We thank the reviewer for the suggestion and will incorporate a discussion on convergence speed in our revised paper. Leveraging the hash-grid structure increases the per-step training time compared to 3DGS [9]. For example, 3DGS [9] requires approximately 23 minutes to reach a PSNR of 30.63 at 30K steps on scene room from MipNeRF-360 [7] dataset, our method takes about 27.6 minutes, and HAC [1] requires a similar training time of 27.1 minutes. Nonetheless, our approach strikes a good balance between size, speed, and quality. Furthermore, thanks to our inference phase optimization strategy (Line 452 of main paper), the hash-grid structure has a minimal impact on inference time, allowing our approach to run in real-time on mobile devices.

Thanks again for the suggestions. In the revised version, we explain the training convergence in Appendix A.3.5.

Q4. More Explanation for Lightweight.

We thank the reviewer for the feedback. We have reported the number of parent and child splats in our Supplementary. For instance, our approach requires an average of 2.52M total splats on the MipNeRF-360 [7] dataset, compared to 3.07M splats required by 3DGS[9]. The inference overhead primarily arises from the first-frame feature queries and the MLP used for color computation during per-frame rendering (Lines 452–457). We appreciate the reviewer’s suggestion and will clarify the term "lightweight" more explicitly in our revised paper.

Q5. Comparison to Concurrent Works.

We sincerely thank the reviewer for the suggestion. While it is not necessary to compare our work with ECCV 2024 papers, we aim to address the reviewer’s concerns comprehensively. To this end, we provide quantitative comparisons between our approach and concurrent works on two unbounded scenes from the MipNeRF-360 [7] dataset. Please kindly note that the results for Compact3D [5] have already been discussed and are presented in Table 1 of our paper (Line 390), so they are not included in the comparisons below.

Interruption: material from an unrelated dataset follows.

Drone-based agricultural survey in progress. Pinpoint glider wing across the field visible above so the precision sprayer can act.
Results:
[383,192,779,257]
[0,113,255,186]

Metric Compressed3D HAC Reduced3DGS Ours-C3
PSNR 25.86 26.27 26.04 26.27
SSIM 0.797 0.796 0.807 0.782
LPIPS 0.192 0.199 0.170 0.225
Storage (MB) 46.85 40.14 47.50 38.60

Metric	Compressed3D	HAC	Reduced3DGS	Ours-C3
PSNR	25.86	26.27	26.04	26.27
SSIM	0.797	0.796	0.807	0.782
LPIPS	0.192	0.199	0.170	0.225
Storage (MB)	46.85	40.14	47.50	38.60

Our approach achieves the smallest storage requirements while maintaining comparable or superior PSNR compared to various concurrent works. Notably, we require less storage than HAC [1], even though HAC [1] leverages BiRF [6] to achieve 1-bit quantization of the grid features, whereas our method uses 8-bit. These results demonstrate the efficacy of our tree representation compared to anchor-based methods. Since quantization techniques are orthogonal to our representation, we anticipate achieving an even higher compression ratio by adopting the same settings as HAC [1].

References

Chen et al., HAC: Hash-grid Assisted Context for 3D Gaussian Splatting Compression, ECCV 2024
Niedermayr et al., Compressed 3D Gaussian Splatting for Accelerated Novel View Synthesis, CVPR 2024
Papantonakis et al., Reducing the Memory Footprint of 3D Gaussian Splatting, I3D 2024
Morgenstern et al., Compact 3D Scene Representation via Self-Organizing Gaussian Grids, ECCV 2024
Navaneet et al., Compact3D: Smaller and Faster Gaussian Splatting with Vector Quantization, ECCV 2024
Shin et al., Binary Radiance Field, NeurIPS 2024
Barron et al., Mip-NeRF 360: Unbounded Anti-Aliased Neural Radiance Fields, CVPR 2022
Lee et al., Compact 3D Gaussian Representation for Radiance Field, CVPR 2024
Kerbl et al., 3D Gaussian Splattingfor Real-Time Radiance Field Rendering, SIGGRAPH 2023
Lu et al., Scaffold-GS: Structured 3D Gaussians for View-Adaptive Rendering, CVPR 2024

2024-11-27

Dear Reviewer ZQ2P,

Thank you for your valuable feedback on our submission.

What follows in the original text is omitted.